Still grieving a year after the death of his daughter, Enslin resides in Southern California and earns his living writing bargain-bookstore-quality tour diaries of haunted-hotel experiences, or rather the lack of a haunted experience since, after all, he doesn’t believe in any of that hooey because he lost his faith when his daughter died — shock.

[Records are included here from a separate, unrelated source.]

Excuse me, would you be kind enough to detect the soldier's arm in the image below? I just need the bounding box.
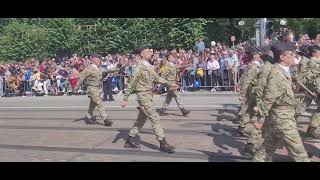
[103,68,119,74]
[241,66,257,94]
[259,70,285,116]
[150,70,173,86]
[123,68,141,101]
[301,60,317,82]
[255,66,270,102]
[77,68,89,89]
[175,64,192,70]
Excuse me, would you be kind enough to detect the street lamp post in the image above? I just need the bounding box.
[238,21,244,42]
[280,19,287,39]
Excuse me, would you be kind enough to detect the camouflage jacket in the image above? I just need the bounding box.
[161,62,177,82]
[240,61,260,97]
[291,57,309,84]
[253,62,273,103]
[303,57,320,93]
[124,60,172,100]
[77,65,118,87]
[258,64,297,116]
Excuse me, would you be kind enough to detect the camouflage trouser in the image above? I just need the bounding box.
[310,105,320,128]
[162,90,183,110]
[87,86,108,119]
[238,93,257,128]
[247,117,268,151]
[129,91,164,141]
[296,96,313,116]
[253,107,310,162]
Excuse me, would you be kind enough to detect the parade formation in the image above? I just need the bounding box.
[64,29,320,162]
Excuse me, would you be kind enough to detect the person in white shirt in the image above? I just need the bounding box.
[207,54,220,91]
[227,50,240,88]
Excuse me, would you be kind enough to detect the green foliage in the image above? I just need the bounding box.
[0,18,320,61]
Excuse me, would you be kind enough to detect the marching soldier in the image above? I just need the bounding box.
[121,46,178,153]
[77,54,118,126]
[238,48,262,136]
[292,45,313,117]
[253,43,310,162]
[245,50,274,155]
[159,54,190,116]
[305,45,320,139]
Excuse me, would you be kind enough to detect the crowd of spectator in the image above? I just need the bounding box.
[0,34,320,97]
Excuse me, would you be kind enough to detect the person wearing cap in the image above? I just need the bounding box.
[238,48,262,136]
[77,54,119,126]
[244,50,275,156]
[159,54,190,116]
[253,43,310,162]
[304,45,320,139]
[121,46,178,153]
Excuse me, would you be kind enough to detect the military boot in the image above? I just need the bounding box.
[307,126,320,139]
[159,108,166,116]
[124,136,141,148]
[181,108,191,116]
[84,114,96,124]
[238,126,246,137]
[159,138,175,154]
[103,118,113,126]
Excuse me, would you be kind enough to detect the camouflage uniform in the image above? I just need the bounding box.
[253,64,310,162]
[292,57,313,116]
[305,57,320,131]
[238,61,260,128]
[161,62,188,112]
[77,65,118,119]
[247,61,274,150]
[124,60,172,141]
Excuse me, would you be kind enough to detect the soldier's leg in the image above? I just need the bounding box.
[92,90,113,126]
[87,96,96,119]
[253,122,280,162]
[172,90,184,110]
[159,89,173,116]
[172,90,191,116]
[129,107,148,137]
[281,119,310,162]
[162,90,173,109]
[307,99,320,139]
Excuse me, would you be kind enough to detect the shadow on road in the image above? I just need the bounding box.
[112,130,159,150]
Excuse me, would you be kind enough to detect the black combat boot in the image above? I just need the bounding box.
[181,108,191,116]
[124,136,141,148]
[103,118,113,126]
[238,126,246,137]
[159,108,166,116]
[84,115,96,124]
[159,138,175,154]
[307,126,320,139]
[243,143,254,156]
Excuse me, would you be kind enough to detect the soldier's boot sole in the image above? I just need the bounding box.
[181,110,191,117]
[159,138,176,154]
[123,136,141,149]
[103,119,113,126]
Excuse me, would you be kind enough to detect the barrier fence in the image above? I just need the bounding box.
[0,68,243,97]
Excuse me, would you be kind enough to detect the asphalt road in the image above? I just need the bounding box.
[0,94,320,162]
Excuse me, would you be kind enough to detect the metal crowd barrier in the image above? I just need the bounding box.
[0,68,244,96]
[180,68,242,91]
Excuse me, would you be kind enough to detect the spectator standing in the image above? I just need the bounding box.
[227,50,239,86]
[207,54,220,91]
[196,38,205,54]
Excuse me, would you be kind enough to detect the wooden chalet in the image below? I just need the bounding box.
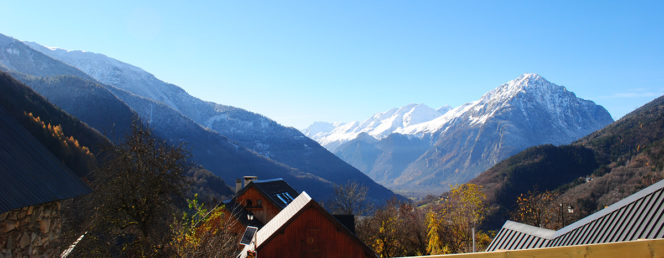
[0,110,91,257]
[224,177,298,234]
[240,192,376,258]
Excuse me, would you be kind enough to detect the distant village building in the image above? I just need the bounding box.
[0,114,91,257]
[241,192,376,257]
[225,177,376,257]
[487,180,664,252]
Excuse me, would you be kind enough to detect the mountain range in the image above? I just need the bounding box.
[470,96,664,229]
[0,32,395,202]
[304,74,613,194]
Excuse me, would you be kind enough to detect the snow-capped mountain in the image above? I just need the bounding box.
[391,74,613,192]
[0,34,394,203]
[312,74,613,193]
[303,104,449,151]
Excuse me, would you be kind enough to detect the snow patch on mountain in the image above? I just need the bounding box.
[303,104,449,150]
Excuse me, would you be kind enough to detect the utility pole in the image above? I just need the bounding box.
[473,225,475,253]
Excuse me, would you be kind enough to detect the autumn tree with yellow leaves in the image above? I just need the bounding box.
[427,184,491,254]
[511,191,558,228]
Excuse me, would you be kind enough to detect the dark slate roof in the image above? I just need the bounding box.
[0,107,90,213]
[244,178,298,209]
[487,180,664,251]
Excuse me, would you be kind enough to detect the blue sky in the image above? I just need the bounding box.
[0,0,664,128]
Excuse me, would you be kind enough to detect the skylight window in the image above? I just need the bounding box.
[275,192,295,204]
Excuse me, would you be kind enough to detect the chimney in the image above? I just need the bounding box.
[242,176,258,187]
[332,214,355,234]
[235,178,242,193]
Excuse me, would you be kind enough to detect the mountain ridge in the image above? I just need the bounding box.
[10,34,394,203]
[310,73,613,195]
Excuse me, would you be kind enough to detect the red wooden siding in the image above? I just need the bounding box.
[258,203,371,258]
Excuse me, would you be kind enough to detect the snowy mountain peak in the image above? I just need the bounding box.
[303,104,449,150]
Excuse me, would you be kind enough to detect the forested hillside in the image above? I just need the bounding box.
[470,94,664,229]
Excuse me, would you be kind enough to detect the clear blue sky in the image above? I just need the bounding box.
[0,0,664,128]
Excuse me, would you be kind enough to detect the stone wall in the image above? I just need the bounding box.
[0,201,62,257]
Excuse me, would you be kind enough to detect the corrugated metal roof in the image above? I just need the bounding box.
[487,180,664,251]
[0,108,90,213]
[487,220,556,251]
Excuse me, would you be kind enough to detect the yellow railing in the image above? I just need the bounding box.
[404,239,664,258]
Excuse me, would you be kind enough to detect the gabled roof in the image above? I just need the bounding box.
[235,178,298,209]
[487,180,664,251]
[0,107,91,213]
[241,192,374,257]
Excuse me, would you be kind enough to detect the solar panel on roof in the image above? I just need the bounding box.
[283,192,295,201]
[276,193,288,204]
[240,226,258,245]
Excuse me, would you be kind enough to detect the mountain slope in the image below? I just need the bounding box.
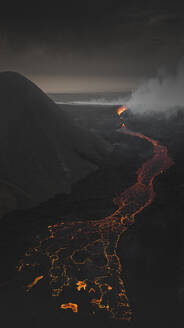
[0,72,110,214]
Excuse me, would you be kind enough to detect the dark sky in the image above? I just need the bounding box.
[0,0,184,92]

A mystery invitation to visit the Dolphin Hotel in New York City — where his wife resides, whom he hasn’t spoken with since their mutual loss — is about to change that, though. The mystery grows even deeper when Enslin discovers that the hotel management has no interest in exploiting his talents for attracting ghost tourism. Thanks to a legal loophole, though, the Dolphin has to provide Enslin the room, which doesn’t please hotel manager Mr. Olin. Samuel L. Jackson plays this minor but important role without the expected creepiness. but instead as a man who has seen so much weirdness in his career that he’s willing to do whatever it takes to avoid further weirdness. Enslin mistakes this “unwillingness” to cooperate as part of the scare factor Olin wants to build. Olin, however, really just doesn’t want to have to clean up the room after Enslin’s inevitable death. When Enslin asks if the room’s haunted for real then, Olin explains, “It’s just an evil fucking room.” Classic Sam Jackson.